A construção dos talentos
Esta é uma história
verdadeira. Tenho um grande amigo, brilhante Ph.D. em Economia, que acaba de se aposentar num banco internacional. Ainda jovem
(58 anos), recebeu um convite para integrar o corpo docente da Universidade
da Malásia, em Kuala Lumpur, onde esteve para a entrevista inicial.
Ele teve um choque ao conhecer a carga de trabalho que o aguardava: dois
cursos por semestre (cerca de cem alunos por classe), corrigir as provas,
orientar dez estudantes de pós-graduação e publicar dois "papers" por ano em revistas de alto conceito
internacional. Remuneração: equivalente a R$ 6.500 por mês, sem 13.º salário
ou abono de férias e nenhum benefício adicional, exceto uma pequena ajuda
para moradia.
Sendo ele um pesquisador sênior, delicadamente recusou o convite. Mas
concluiu que, na Ásia, o conhecido rigor que é usado para recrutar e
remunerar a força de trabalho industrial é utilizado também para o caso de
professores. E que dezenas de Ph.Ds. talentosos aceitam com prazer as referidas
condições.
Isso explica o salto daquela universidade ao passar recentemente da 230.ª para a 180.ª posição no ranking das melhores do mundo. A produção acadêmica
asiática está prestes a superar a ocidental. Na última década, os cientistas
chineses quadruplicaram o número de "papers"
publicados nas melhores revistas do mundo.
É uma corrida alucinante para formar novos talentos.
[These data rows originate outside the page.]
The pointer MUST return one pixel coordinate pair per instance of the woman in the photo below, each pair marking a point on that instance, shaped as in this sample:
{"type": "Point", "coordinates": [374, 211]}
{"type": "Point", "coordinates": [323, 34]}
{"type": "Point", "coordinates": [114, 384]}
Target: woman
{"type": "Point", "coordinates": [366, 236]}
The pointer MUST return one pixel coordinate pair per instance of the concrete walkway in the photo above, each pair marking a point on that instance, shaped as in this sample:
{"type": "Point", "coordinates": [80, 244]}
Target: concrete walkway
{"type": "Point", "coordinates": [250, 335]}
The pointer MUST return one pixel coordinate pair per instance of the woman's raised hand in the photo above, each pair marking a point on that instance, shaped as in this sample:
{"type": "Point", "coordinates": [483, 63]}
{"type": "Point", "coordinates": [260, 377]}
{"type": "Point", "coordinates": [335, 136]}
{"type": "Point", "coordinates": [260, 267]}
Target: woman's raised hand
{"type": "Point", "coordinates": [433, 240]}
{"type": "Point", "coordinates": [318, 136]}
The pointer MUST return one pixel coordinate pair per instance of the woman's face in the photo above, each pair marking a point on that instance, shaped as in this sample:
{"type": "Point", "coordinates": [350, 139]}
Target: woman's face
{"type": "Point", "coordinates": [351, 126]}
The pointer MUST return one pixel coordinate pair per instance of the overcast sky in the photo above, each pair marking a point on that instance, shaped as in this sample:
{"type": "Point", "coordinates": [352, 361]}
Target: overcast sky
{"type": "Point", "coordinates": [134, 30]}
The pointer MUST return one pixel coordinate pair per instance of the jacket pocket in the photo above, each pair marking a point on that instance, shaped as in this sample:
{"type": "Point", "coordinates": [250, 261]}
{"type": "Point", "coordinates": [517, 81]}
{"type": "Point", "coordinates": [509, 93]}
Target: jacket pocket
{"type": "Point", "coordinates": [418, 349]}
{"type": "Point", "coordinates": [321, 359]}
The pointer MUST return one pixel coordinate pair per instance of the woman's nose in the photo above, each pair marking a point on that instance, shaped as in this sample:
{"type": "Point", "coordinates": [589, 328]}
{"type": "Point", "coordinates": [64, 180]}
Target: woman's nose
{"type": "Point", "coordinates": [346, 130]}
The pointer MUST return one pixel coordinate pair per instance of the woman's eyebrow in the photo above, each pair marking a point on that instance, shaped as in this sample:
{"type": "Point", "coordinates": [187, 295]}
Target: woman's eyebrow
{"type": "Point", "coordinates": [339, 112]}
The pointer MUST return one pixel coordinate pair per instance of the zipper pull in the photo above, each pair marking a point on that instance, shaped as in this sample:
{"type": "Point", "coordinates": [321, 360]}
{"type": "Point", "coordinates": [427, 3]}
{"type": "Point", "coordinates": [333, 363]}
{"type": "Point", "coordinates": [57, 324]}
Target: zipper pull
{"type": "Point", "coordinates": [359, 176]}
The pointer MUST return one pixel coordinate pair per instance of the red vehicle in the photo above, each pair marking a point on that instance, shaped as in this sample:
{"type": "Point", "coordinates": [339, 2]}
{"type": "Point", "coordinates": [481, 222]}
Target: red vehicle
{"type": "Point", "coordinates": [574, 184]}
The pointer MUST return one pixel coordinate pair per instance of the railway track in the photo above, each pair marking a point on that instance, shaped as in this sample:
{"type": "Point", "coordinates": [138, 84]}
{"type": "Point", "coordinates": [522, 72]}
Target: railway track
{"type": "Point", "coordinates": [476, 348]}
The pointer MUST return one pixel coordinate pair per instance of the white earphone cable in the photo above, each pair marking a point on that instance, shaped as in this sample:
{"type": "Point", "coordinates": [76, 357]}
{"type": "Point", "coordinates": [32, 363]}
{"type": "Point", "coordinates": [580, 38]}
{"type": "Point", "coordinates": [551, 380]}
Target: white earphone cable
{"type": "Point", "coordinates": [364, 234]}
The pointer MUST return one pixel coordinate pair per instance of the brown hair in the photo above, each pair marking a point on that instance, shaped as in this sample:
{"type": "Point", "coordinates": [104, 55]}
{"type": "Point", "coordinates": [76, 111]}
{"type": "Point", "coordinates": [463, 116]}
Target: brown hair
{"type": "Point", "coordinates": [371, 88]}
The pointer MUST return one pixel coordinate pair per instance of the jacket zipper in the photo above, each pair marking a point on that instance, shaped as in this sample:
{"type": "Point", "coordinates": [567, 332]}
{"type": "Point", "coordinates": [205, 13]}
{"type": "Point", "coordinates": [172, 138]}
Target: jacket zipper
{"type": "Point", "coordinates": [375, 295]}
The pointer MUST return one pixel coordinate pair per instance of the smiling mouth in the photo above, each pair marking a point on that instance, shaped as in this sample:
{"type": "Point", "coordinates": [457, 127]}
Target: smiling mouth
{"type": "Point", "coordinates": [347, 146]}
A China envia cerca de
100 mil jovens todos os anos para fazer estudos de graduação e pós-graduação
nos EUA. O mesmo ocorre com a Índia (Institute of International Education, Report on International Educational Exchange, 2009).
Além disso, os dois países estão promovendo um rápido repatriamento dos seus
cientistas. Em 2009, Shi Yiong,
prestigiado professor de biologia molecular da Universidade de Princeton
(EUA), voltou para a China, dispensando uma verba de US$ 10 milhões que tinha
para tocar suas pesquisas. Em 2007, Rao Yi, biólogo
de alta reputação na Northwestern University, renunciou à cidadania americana (!) e assumiu
a direção da Faculdade de Ciências da Vida na Universidade de Pequim. Na
mesma época, o pesquisador Wang Xiandong
deixou a Faculdade de Medicina da University of Texas Southwestern e foi
dirigir o Instituto Nacional de Ciências Biológicas, também em Pequim (Fighting Trend: China is Luring Scientists Home, The New York Times, 6/1/2010).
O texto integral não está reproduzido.